The 12th title to be added to our discussion, Amazing Detective took its time to get to our station. AD has one of the goofiest origins I've ever heard. See if you can follow this: Atlas published two issues of Suspense and decides to split it into two different titles, one devoted to crime (which was probably the most popular funny book genre at the time) and one concentrating on horror (which was just taking off in early 1950). But Atlas opted to continue the numbering for both titles, which is why there's no such animals as Amazing Detective Cases #1 or #2 and AD began life with #3. The stories in AD from #3 through #10 continued to be pulled from "the files of crime investigators," but perhaps crime wasn't paying for Atlas as the book was switched over to the horror genre with #11. All this change certainly doesn't seem to have been worth the hassle since the title will only last another four issues before shutting its case file in September.

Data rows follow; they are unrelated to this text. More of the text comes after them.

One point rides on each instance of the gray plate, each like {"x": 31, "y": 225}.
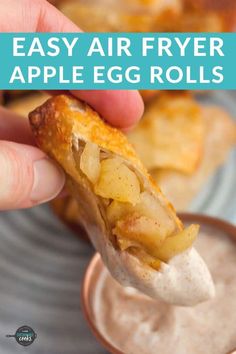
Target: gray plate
{"x": 42, "y": 265}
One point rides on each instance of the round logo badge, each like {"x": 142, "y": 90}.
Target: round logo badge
{"x": 24, "y": 335}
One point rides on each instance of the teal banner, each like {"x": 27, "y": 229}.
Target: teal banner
{"x": 114, "y": 61}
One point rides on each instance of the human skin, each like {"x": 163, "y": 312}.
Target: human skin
{"x": 28, "y": 177}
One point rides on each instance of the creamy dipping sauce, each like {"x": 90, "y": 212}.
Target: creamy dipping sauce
{"x": 135, "y": 323}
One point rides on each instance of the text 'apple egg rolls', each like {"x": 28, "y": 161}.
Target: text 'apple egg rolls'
{"x": 127, "y": 218}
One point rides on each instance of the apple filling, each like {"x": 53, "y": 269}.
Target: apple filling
{"x": 140, "y": 224}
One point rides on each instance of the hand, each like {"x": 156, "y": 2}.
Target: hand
{"x": 28, "y": 177}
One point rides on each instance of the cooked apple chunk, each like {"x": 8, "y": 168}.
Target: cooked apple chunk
{"x": 121, "y": 207}
{"x": 140, "y": 231}
{"x": 118, "y": 182}
{"x": 90, "y": 161}
{"x": 179, "y": 243}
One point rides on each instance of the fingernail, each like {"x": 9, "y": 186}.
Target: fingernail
{"x": 49, "y": 180}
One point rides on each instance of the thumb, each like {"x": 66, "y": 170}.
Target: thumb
{"x": 27, "y": 176}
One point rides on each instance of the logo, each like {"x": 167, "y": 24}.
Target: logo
{"x": 24, "y": 335}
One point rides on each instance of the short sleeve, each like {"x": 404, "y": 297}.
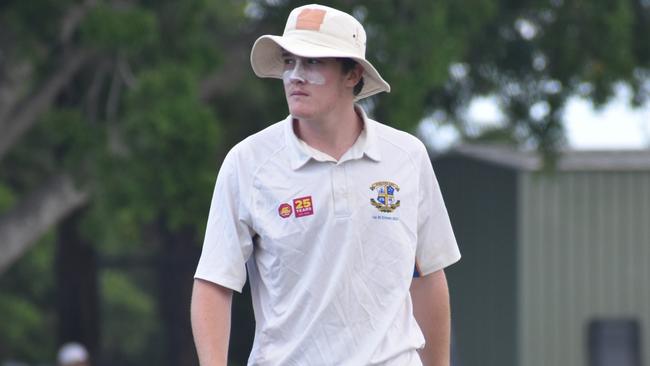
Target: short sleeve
{"x": 228, "y": 241}
{"x": 436, "y": 247}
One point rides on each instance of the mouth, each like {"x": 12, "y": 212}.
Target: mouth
{"x": 298, "y": 93}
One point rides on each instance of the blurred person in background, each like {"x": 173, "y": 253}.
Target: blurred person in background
{"x": 73, "y": 354}
{"x": 338, "y": 219}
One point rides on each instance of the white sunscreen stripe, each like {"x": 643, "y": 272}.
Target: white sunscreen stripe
{"x": 303, "y": 74}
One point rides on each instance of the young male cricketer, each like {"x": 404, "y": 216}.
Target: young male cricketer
{"x": 338, "y": 218}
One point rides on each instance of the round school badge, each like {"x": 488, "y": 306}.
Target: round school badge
{"x": 386, "y": 200}
{"x": 285, "y": 210}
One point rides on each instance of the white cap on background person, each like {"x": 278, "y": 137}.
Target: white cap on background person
{"x": 72, "y": 353}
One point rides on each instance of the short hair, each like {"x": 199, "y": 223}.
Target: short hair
{"x": 348, "y": 65}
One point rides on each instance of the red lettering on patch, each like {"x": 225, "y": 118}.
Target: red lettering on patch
{"x": 284, "y": 210}
{"x": 303, "y": 206}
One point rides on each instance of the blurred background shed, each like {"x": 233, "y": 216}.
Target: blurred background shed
{"x": 546, "y": 254}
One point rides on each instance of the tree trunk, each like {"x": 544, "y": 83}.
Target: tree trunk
{"x": 178, "y": 258}
{"x": 32, "y": 217}
{"x": 77, "y": 288}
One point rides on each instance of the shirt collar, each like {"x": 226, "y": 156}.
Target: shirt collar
{"x": 366, "y": 144}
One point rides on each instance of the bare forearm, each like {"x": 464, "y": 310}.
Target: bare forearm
{"x": 211, "y": 322}
{"x": 431, "y": 308}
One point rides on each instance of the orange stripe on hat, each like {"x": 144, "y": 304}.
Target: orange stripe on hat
{"x": 310, "y": 19}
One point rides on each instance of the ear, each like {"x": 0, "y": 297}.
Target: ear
{"x": 354, "y": 75}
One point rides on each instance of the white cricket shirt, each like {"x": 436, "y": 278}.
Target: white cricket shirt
{"x": 331, "y": 247}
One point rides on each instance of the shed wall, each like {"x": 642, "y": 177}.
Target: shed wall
{"x": 480, "y": 199}
{"x": 584, "y": 254}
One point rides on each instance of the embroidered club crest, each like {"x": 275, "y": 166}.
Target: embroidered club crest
{"x": 386, "y": 201}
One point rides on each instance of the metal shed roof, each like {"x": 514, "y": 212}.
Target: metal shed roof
{"x": 569, "y": 160}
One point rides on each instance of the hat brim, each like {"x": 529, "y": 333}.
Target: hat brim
{"x": 266, "y": 59}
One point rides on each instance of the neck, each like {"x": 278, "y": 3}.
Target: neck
{"x": 332, "y": 134}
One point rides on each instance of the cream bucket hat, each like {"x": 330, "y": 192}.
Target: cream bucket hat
{"x": 317, "y": 31}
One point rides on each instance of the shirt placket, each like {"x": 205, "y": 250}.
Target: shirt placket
{"x": 340, "y": 191}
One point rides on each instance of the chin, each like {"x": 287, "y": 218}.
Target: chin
{"x": 300, "y": 111}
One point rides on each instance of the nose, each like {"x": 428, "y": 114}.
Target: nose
{"x": 296, "y": 75}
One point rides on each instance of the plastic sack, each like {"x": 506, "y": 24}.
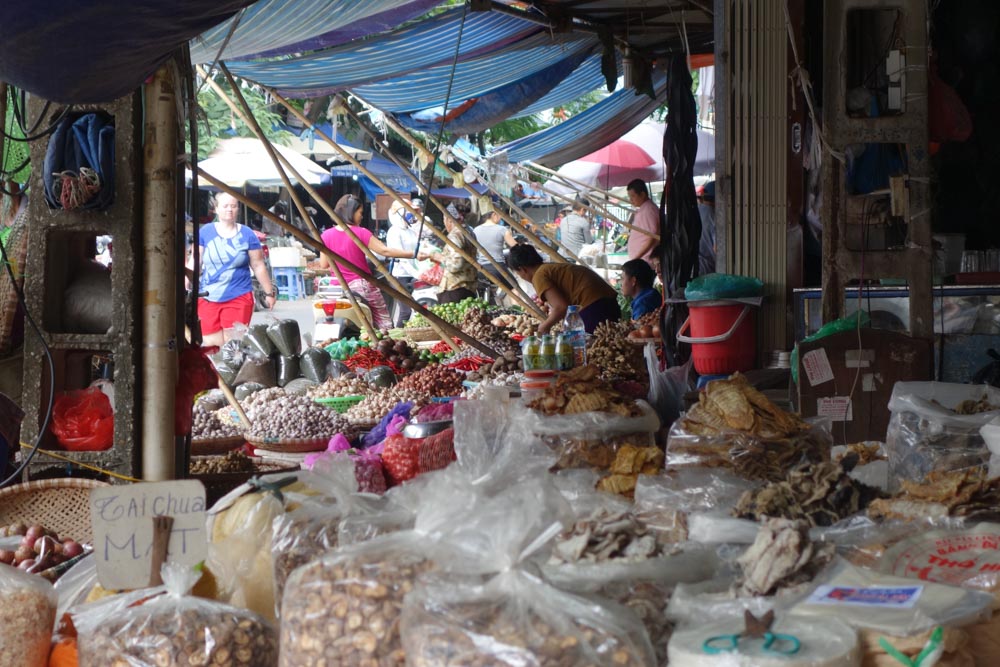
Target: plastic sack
{"x": 926, "y": 434}
{"x": 258, "y": 369}
{"x": 665, "y": 503}
{"x": 256, "y": 341}
{"x": 747, "y": 455}
{"x": 286, "y": 337}
{"x": 173, "y": 629}
{"x": 852, "y": 322}
{"x": 723, "y": 286}
{"x": 514, "y": 617}
{"x": 666, "y": 387}
{"x": 312, "y": 529}
{"x": 27, "y": 615}
{"x": 288, "y": 369}
{"x": 83, "y": 420}
{"x": 239, "y": 553}
{"x": 371, "y": 579}
{"x": 313, "y": 363}
{"x": 934, "y": 605}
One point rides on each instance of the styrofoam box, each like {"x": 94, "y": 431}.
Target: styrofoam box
{"x": 286, "y": 257}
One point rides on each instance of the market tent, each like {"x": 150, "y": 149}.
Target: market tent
{"x": 241, "y": 161}
{"x": 424, "y": 44}
{"x": 75, "y": 52}
{"x": 589, "y": 130}
{"x": 648, "y": 136}
{"x": 279, "y": 27}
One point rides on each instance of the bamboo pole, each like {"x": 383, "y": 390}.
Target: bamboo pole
{"x": 247, "y": 115}
{"x": 159, "y": 287}
{"x": 516, "y": 224}
{"x": 276, "y": 157}
{"x": 519, "y": 297}
{"x": 321, "y": 248}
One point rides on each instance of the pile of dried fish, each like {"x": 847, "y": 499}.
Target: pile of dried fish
{"x": 735, "y": 405}
{"x": 820, "y": 494}
{"x": 580, "y": 390}
{"x": 629, "y": 463}
{"x": 606, "y": 535}
{"x": 733, "y": 425}
{"x": 965, "y": 493}
{"x": 782, "y": 556}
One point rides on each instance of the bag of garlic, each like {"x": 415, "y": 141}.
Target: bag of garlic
{"x": 27, "y": 615}
{"x": 608, "y": 551}
{"x": 488, "y": 605}
{"x": 313, "y": 528}
{"x": 167, "y": 627}
{"x": 343, "y": 608}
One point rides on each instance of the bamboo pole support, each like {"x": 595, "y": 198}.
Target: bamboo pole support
{"x": 520, "y": 297}
{"x": 159, "y": 285}
{"x": 246, "y": 114}
{"x": 516, "y": 224}
{"x": 321, "y": 248}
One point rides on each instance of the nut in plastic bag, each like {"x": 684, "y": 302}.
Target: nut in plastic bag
{"x": 27, "y": 614}
{"x": 167, "y": 627}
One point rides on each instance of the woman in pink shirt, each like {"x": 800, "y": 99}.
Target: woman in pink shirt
{"x": 349, "y": 209}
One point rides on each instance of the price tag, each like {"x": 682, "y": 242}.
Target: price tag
{"x": 122, "y": 517}
{"x": 837, "y": 408}
{"x": 817, "y": 367}
{"x": 903, "y": 597}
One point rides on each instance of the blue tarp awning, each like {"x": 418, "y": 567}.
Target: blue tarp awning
{"x": 280, "y": 27}
{"x": 589, "y": 130}
{"x": 75, "y": 52}
{"x": 422, "y": 45}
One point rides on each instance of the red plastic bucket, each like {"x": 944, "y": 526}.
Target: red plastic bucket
{"x": 723, "y": 336}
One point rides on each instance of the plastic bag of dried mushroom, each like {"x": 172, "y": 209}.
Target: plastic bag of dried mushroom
{"x": 735, "y": 426}
{"x": 492, "y": 608}
{"x": 167, "y": 627}
{"x": 310, "y": 530}
{"x": 27, "y": 613}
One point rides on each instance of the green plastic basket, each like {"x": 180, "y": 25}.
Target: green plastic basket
{"x": 340, "y": 403}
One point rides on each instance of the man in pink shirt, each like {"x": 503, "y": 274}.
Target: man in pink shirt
{"x": 647, "y": 219}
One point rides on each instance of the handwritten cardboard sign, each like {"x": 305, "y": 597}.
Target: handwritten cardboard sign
{"x": 122, "y": 517}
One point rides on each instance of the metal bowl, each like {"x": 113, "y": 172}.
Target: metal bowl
{"x": 426, "y": 429}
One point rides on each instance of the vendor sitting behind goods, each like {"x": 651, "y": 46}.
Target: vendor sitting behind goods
{"x": 563, "y": 284}
{"x": 637, "y": 284}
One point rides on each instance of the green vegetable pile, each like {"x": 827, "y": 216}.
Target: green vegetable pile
{"x": 453, "y": 313}
{"x": 344, "y": 348}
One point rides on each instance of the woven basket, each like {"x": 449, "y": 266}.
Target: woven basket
{"x": 214, "y": 446}
{"x": 340, "y": 404}
{"x": 296, "y": 445}
{"x": 62, "y": 505}
{"x": 417, "y": 334}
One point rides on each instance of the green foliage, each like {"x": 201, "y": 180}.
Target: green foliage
{"x": 217, "y": 121}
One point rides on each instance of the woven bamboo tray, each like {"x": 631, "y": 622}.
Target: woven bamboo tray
{"x": 62, "y": 505}
{"x": 297, "y": 445}
{"x": 417, "y": 334}
{"x": 214, "y": 446}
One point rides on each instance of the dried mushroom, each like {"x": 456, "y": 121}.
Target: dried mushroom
{"x": 820, "y": 494}
{"x": 345, "y": 611}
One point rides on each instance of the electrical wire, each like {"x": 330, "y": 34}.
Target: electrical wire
{"x": 43, "y": 427}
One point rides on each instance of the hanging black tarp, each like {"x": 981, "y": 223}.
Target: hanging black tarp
{"x": 680, "y": 227}
{"x": 75, "y": 52}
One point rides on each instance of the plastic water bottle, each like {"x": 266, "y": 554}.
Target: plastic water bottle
{"x": 575, "y": 331}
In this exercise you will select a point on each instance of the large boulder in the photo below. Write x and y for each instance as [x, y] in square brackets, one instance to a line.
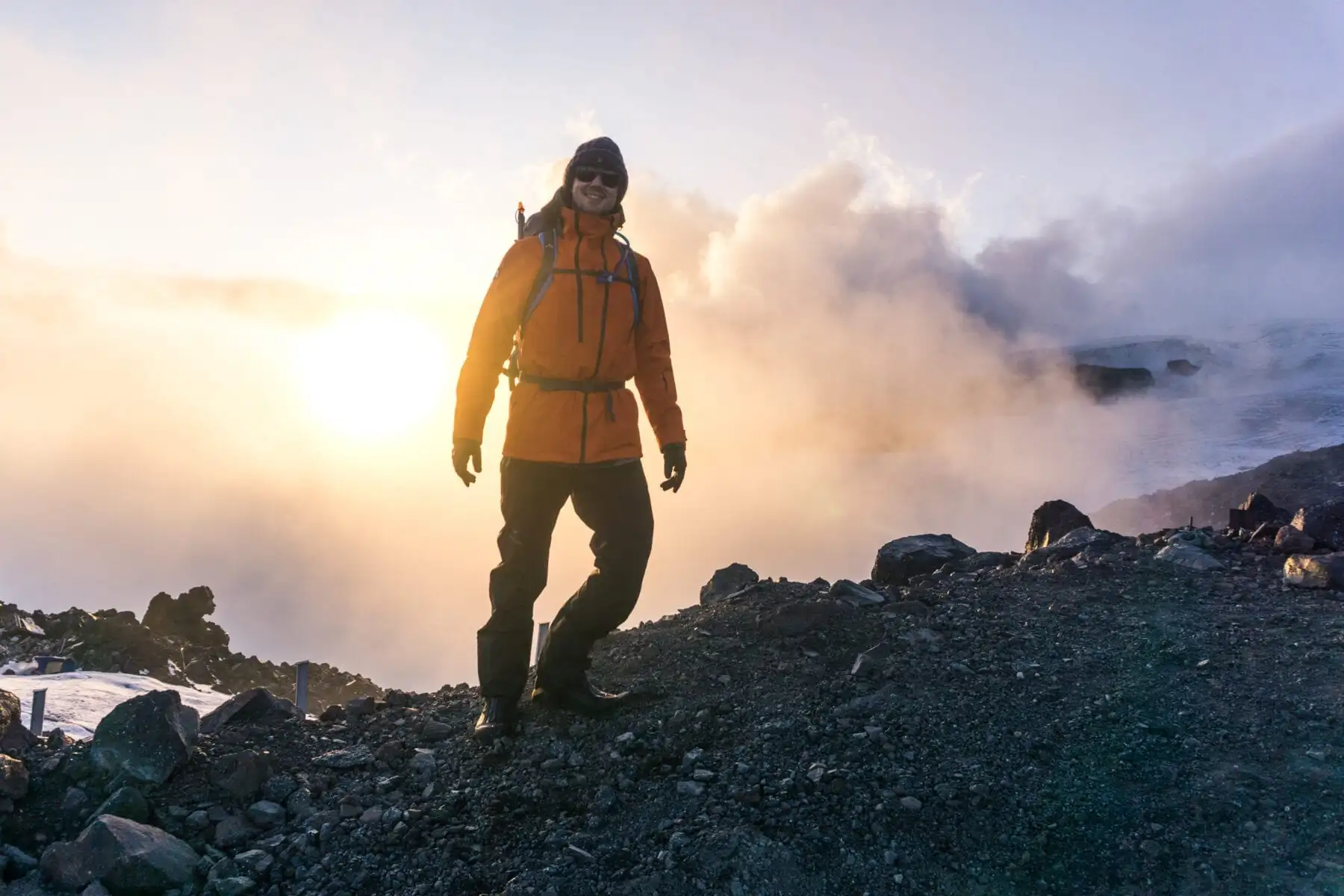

Cemetery worker Mike Murry loves to talk to his shadow and it's made him the laughing stock of the town, especially to that millionaire's brat, Joe Thorn, who tortures Mike and Shadow on a daily basis. So, Mike's talking to his shadow, Willie (yes, Mike has named his shadow) on day, the to Mike's surprise, Willie talks back! Willie explains the rules of being a shadow, one of which is the shadow never talks. Having broken that cardinal rule, Willie hopes that Mike won't separate himself from his shadow. When Mike admits he didn't know you could lose your shadow, Willie explains that all you have to do is sprinkle salt on a shadow and say the word Ka-Ba-Bo! However, once the shadow is separated, the host feels everything his shadow does so Mike should probably be very careful.

"The Weird Woman"
The light bulb goes on over the tortured little man's head; here's how to get back at that Thorn in Mike's side! So Mike steals Joe Thorn's shadow and tortures it until a bed-ridden Thorn agrees to pay a hefty sum to his tormentor. The stunt works so well that Mike steals six more shadows and, very soon, he's rolling in the dough. The displaced shadows, however, take their ire out on Mike's doppelgänger and, the next morning, the police find Mike hanging from the ceiling in an apparent suicide. We've had numerous horror tales centering on shadows already (with umpteen more to follow) but "The Black Shadow" gives the old warhorse an imaginative curve. Mike is a good guy at first but something goes bad in that brain and he suddenly becomes a sadist, even to his buddy, Willie. There's a very effective panel of the loony stabbing a shadow (that's tied up!) with what appears to be an icepick. Truly, we are entering a Golden Age of outre suspense stories.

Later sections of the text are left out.